Когда маркиза только что появилась в Версале, у нее было там четверо непримиримых врагов: герцог де Ришелье, братья д’Аржансон (маркиз и граф) и граф де Морепа. Последние трое были министрами и происходили из буржуазии. Их отцы служили министрами в правительстве Людовика XIV. Маркиз д’Аржансон, попавший в опалу, был удален от двора в 1747 году, не столько под влиянием маркизы, сколько по проискам мадам инфанты. Это не было позорной ссылкой, так как д’Аржансону позволили добровольно подать в отставку, но двор он покинул и, не веди он дневника, никто и никогда бы о нем больше не услыхал. К несчастью для мадам де Помпадур, автор этого дневника, посвященного главным образом тому, чтобы отравить всякую память о ней, далеко превосходил остроумием и литературным дарованием всех своих современников-мемуаристов. Но д’Аржансон не знал меры, а потому читатель к концу дневника уже не верит почти ни одному его слову. Он был одним из тех авторов, которые любят в дневниках пророчествовать и чьи пророчества едва ли сбываются. Например: маркиза начинает надоедать королю, она утратила всю свою красоту — постарела, пожелтела, поблекла, иссохла, зубы у нее почернели, шея вся в морщинах, на грудь взглянуть страшно, и она плюет кровью; королю к ней и подойти противно, такое она внушает ему отвращение, поэтому он вот-вот отошлет ее прочь и вернется в лоно семьи. Все, к чему она ни прикоснется, обращается в прах, и так далее. В то же самое время писали свои дневники другие авторы, которые как- никак жили в Версале и каждый день видели маркизу собственными глазами, и их впечатления полностью опровергают все, написанное д’Аржансоном. Так, они сообщают, что еще никогда маркиза не казалась прелестнее и веселее, а король не любил ее сильнее, и все, что она делает, замечательно и обворожительно.

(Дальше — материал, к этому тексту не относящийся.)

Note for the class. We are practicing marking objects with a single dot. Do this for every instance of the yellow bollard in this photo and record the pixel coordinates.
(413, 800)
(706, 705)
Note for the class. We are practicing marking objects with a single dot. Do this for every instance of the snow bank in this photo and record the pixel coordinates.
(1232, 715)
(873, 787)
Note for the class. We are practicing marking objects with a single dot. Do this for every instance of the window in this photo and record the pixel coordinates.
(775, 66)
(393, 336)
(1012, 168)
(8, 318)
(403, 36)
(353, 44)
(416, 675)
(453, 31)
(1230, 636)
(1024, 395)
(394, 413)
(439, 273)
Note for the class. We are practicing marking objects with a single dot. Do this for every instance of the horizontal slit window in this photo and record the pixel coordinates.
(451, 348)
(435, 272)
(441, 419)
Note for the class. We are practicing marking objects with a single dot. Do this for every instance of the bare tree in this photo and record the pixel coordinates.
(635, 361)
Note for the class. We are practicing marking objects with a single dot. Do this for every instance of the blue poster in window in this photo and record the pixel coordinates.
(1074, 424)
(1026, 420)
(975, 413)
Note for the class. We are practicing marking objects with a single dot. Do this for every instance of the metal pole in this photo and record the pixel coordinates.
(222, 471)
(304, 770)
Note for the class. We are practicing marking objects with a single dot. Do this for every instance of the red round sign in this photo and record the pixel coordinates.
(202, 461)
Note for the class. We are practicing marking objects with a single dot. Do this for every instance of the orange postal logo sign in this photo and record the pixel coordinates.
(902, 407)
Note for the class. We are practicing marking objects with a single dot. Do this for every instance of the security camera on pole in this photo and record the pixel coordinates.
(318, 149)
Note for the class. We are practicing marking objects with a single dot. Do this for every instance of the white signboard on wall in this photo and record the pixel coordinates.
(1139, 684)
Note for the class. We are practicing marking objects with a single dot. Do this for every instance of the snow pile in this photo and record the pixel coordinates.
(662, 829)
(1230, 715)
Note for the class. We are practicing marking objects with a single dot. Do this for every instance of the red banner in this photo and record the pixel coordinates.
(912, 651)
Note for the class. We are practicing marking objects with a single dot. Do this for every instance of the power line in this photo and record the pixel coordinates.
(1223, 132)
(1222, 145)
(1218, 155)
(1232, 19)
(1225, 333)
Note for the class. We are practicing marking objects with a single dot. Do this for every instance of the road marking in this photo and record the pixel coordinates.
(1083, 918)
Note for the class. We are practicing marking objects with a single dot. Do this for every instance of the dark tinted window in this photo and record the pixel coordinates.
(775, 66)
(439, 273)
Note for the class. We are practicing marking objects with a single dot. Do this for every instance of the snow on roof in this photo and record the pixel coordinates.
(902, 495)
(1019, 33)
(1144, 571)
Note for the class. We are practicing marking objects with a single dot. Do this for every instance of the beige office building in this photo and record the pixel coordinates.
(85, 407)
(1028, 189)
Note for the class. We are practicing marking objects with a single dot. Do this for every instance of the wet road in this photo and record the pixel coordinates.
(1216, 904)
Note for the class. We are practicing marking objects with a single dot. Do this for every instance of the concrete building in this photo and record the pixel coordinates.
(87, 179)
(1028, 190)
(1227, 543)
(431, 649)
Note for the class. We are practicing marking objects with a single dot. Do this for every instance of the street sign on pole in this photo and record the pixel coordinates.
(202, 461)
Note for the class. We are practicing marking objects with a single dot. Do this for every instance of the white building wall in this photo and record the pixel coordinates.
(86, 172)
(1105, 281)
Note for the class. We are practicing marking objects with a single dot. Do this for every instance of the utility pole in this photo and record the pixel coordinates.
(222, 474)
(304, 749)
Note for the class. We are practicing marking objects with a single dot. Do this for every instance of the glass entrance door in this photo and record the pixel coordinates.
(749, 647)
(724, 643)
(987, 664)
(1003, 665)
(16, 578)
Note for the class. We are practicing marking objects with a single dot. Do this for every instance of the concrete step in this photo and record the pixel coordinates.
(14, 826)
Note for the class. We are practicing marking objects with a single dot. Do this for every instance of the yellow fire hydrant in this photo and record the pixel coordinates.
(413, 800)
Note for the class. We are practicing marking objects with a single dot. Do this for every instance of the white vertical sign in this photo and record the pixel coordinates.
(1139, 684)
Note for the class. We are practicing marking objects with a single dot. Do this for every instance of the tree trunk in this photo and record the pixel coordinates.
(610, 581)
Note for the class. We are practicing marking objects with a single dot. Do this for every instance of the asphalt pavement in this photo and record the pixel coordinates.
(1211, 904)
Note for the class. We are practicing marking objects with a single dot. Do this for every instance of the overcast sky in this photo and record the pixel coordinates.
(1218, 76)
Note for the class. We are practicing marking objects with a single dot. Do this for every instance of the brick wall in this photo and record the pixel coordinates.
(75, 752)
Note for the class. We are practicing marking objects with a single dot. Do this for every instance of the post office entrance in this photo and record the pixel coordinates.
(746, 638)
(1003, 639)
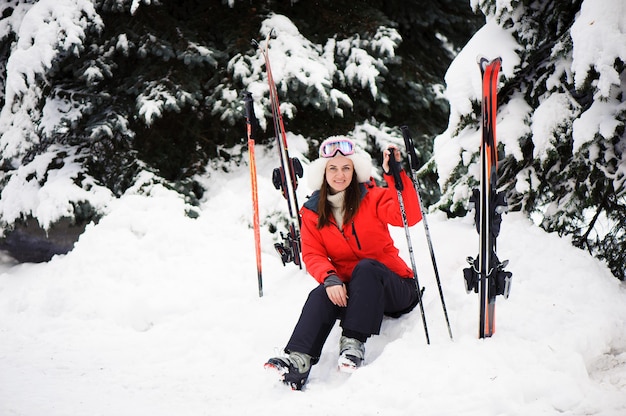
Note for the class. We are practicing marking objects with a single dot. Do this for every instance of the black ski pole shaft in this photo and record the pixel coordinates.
(251, 130)
(413, 165)
(394, 167)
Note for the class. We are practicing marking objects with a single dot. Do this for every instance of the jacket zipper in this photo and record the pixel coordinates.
(356, 237)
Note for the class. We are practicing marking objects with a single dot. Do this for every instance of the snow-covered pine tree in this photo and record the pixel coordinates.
(561, 122)
(97, 92)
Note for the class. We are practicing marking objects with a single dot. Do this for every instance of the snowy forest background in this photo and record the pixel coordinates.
(99, 96)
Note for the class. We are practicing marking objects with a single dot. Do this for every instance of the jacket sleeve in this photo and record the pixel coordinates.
(314, 252)
(389, 207)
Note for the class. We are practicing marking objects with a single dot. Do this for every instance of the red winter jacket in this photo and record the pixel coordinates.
(333, 251)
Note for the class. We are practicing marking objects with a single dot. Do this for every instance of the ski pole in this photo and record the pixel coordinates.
(394, 168)
(251, 129)
(412, 155)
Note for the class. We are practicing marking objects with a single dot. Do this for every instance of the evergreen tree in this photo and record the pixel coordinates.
(567, 165)
(95, 93)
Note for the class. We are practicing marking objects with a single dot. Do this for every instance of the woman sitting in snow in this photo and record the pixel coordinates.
(346, 246)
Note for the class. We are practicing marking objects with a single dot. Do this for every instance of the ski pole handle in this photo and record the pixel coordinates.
(394, 169)
(410, 148)
(250, 116)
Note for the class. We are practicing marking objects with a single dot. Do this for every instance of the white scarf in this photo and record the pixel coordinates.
(337, 206)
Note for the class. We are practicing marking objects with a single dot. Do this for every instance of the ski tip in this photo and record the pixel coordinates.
(483, 62)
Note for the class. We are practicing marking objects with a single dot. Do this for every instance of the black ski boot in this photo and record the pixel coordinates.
(293, 369)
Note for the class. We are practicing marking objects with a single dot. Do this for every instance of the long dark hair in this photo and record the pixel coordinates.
(351, 202)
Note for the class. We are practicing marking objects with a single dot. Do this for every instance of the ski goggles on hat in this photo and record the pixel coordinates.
(330, 147)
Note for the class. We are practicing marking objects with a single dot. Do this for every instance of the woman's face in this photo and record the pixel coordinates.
(339, 171)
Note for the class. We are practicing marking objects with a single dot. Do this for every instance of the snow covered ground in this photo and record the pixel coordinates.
(155, 313)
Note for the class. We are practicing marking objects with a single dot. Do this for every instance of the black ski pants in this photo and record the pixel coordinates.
(373, 291)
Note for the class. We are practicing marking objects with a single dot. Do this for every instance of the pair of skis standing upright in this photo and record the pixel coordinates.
(485, 275)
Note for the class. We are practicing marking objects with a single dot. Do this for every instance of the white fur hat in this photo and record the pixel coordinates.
(362, 165)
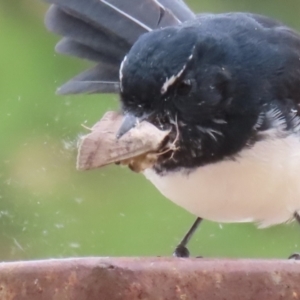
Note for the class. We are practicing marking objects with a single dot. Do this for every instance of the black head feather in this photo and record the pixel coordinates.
(228, 71)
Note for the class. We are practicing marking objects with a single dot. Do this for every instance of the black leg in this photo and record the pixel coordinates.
(296, 256)
(181, 250)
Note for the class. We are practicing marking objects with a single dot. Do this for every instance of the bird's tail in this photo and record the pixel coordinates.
(103, 31)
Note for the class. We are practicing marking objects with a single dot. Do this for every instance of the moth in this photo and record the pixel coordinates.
(139, 148)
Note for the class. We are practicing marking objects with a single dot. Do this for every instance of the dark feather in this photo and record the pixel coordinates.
(101, 79)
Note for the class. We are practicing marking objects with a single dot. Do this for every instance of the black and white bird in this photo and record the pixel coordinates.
(227, 84)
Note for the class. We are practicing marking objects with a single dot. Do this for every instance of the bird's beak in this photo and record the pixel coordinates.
(129, 122)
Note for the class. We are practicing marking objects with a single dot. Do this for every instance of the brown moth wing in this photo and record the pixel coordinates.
(100, 147)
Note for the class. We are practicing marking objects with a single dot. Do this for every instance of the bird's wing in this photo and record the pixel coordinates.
(103, 31)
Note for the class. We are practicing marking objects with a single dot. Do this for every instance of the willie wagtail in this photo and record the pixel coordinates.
(227, 85)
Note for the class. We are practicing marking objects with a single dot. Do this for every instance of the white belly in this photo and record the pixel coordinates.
(262, 185)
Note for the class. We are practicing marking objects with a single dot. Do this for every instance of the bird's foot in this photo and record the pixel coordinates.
(181, 251)
(295, 256)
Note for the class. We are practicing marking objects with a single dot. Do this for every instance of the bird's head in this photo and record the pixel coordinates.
(191, 81)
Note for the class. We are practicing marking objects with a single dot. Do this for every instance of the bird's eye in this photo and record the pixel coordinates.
(184, 87)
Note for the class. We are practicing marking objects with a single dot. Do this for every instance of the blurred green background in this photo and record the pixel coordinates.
(47, 208)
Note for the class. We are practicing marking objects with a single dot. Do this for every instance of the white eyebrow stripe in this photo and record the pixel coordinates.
(170, 81)
(121, 72)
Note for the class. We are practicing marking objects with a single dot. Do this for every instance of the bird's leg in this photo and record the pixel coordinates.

При жизни мадам де Помпадур д’Аржансон, яростно строчивший свой дневник где-то в глуши, не представлял для нее угрозы, но зато очень опасны были двое других политиков. Первым показал клыки Морепа. Он тридцать один год прослужил на министерских постах, а в рассматриваемое время был морским министром и пользовался большим влиянием на короля, который, разумеется, знал его с самого своего детства. Морепа был ужасно занятный весельчак, вечно заливавшийся смехом, а особенно хохотал над собственными шутками. За исключением герцога Ришелье никто, кроме него, не способен был так развеселить короля. В своем дневнике, после самого лучшего из дошедших до нас описаний представления маркизы ко двору, Морепа приписал: «Она крайне вульгарна, мещанка, очутившаяся не в своей тарелке, которая скоро всех нас разгонит, если ее самое не поспешат выгнать вон».
Он поставил целью добиться этого как можно скорее. Однако маркизу не только не собирались прогонять, но день ото дня она делалась все могущественнее. Если он виделся с королем, то она непременно была здесь же, вечно беззастенчиво врывалась, когда они работали, с каким-нибудь требованием вроде отмены приказа о чьем-нибудь заточении, изданного Морепа. А стоило ему возразить, как король вставал на ее сторону: «Будьте любезны поступить так, как предлагает мадам». Ни одна из фавориток не любила Морепа, но ни одна из них и не позволяла себе обращаться с ним подобным образом. «Господин де Морепа, — заявила она как-то раз, — вы нагоняете на короля желтизну. Всего хорошего, господин де Морепа». Король ничего не сказал, и Морепа пришлось собрать свои бумаги и выйти вон.
Его месть состояла в том, чтобы ее всячески высмеивать, передразнивать ее буржуазные ухватки, как только она отвернется, и сочинять пуассонады. Морепа был весьма ловким рифмоплетом, и все самые ядовитые и пакостные стишки приписывали его перу. Мадам де Помпадур была твердо намерена избавиться от него, но Морепа, прекрасно это знавший, нисколько не тревожился, так как полагал себя незаменимым помощником короля. Это было заблуждение, от которого пострадали один за другим все министры Людовика XV. Забавно видеть, как мало все они понимали в обстоятельствах ухода своих предшественников. Король был слишком застенчив и слишком боялся попасть в неловкое положение, чтобы хоть намеком выразить свое недовольство кому-нибудь из приближенных. Поэтому он пускал все на самотек, пока наконец его терпение не кончалось; следовал удар грома среди ясного неба и ничего не подозревающему виновнику доставляли письмо об отставке и изгнании, составленное в ледяных выражениях.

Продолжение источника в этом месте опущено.